Cloud Computing: Benefits and Challenges
In summary, financial systems need to play an interactive and overarching control role in the cloud computing era in order to help businesses maximize their current IT investments. While there are considerable benefits to cloud computing, there are also challenges. These challenges can be easily overcome with a financial system that is designed to co-exist, integrate, and interoperate with both cloud and/or on-premise applications. By taking this approach, organizations using IBM Power Systems can gradually transition to the cloud while exploiting the value of their systems' investment in the future.
Financial systems must be able to provide centralized controls across a heterogeneous and virtual computing environment. This includes the ability to connect with other systems via Web services to synchronize accounting rules, master information, transactions, and reference data.
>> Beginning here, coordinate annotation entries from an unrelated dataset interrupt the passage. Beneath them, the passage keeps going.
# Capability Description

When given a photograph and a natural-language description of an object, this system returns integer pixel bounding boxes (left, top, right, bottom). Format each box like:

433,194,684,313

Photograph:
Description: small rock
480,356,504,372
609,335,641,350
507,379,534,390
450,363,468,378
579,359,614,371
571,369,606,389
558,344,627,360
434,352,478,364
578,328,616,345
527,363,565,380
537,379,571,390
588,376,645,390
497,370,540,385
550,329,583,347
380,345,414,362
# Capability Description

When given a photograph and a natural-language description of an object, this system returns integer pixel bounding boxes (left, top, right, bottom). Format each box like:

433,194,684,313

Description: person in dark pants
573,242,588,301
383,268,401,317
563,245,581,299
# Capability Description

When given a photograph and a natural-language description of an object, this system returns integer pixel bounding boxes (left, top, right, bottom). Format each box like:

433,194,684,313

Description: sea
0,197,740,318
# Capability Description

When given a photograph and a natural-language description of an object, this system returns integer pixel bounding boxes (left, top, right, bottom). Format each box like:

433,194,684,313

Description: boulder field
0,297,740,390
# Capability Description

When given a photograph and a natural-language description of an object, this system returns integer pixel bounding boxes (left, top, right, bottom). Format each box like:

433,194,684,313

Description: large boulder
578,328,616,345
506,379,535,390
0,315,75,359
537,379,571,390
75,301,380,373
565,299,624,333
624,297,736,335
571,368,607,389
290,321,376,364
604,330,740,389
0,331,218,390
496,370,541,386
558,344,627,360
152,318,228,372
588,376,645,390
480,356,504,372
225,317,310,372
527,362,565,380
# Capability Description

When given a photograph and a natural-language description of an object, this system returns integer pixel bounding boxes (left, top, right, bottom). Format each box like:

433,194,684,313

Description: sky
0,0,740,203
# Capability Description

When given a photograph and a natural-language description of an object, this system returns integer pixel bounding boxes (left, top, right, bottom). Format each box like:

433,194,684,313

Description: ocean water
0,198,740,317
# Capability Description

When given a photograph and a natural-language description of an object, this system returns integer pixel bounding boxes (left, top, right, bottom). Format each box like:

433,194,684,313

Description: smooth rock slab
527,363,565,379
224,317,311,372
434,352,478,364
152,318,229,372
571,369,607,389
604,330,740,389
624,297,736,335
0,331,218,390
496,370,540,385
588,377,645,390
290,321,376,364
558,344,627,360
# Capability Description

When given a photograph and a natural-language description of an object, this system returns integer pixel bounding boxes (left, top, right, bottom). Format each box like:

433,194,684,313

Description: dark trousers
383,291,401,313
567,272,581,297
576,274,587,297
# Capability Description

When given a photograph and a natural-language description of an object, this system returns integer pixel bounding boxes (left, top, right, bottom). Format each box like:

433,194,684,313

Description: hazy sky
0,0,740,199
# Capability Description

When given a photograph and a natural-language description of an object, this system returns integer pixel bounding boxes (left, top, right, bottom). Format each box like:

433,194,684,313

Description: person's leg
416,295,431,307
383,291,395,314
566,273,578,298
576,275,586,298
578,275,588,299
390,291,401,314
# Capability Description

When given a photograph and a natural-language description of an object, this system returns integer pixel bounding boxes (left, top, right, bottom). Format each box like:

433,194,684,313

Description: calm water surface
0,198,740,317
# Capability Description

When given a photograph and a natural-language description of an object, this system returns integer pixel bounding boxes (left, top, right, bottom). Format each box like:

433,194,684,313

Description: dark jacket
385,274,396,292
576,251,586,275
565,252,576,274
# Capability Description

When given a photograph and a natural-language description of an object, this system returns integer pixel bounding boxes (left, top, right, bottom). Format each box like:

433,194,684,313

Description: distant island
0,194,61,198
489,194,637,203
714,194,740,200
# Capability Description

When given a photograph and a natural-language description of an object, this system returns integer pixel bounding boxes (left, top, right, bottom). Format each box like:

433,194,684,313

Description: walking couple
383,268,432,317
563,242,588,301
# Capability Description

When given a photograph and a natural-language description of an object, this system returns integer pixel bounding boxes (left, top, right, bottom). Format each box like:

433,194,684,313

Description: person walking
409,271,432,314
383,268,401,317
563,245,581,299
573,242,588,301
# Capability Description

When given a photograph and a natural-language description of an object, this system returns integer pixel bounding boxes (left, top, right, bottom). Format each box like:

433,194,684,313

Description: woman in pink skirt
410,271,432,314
Furthermore, control processes, particularly those conducted by people, need to be overlaid across the mixture of systems in an automated manner.
And finally, businesses transitioning part of their operation to the cloud environment will require more flexibility, particularly in the chart of accounts area, from a data collection and reporting perspective to accommodate the various data streams generated by different applications a company will inevitably encounter.
Power Systems users have powerful tools at their fingertips and must carefully evaluate their options for the best combination of cloud and on-premise services to meet their needs, keep the organization moving forward, and make it as competitive as possible.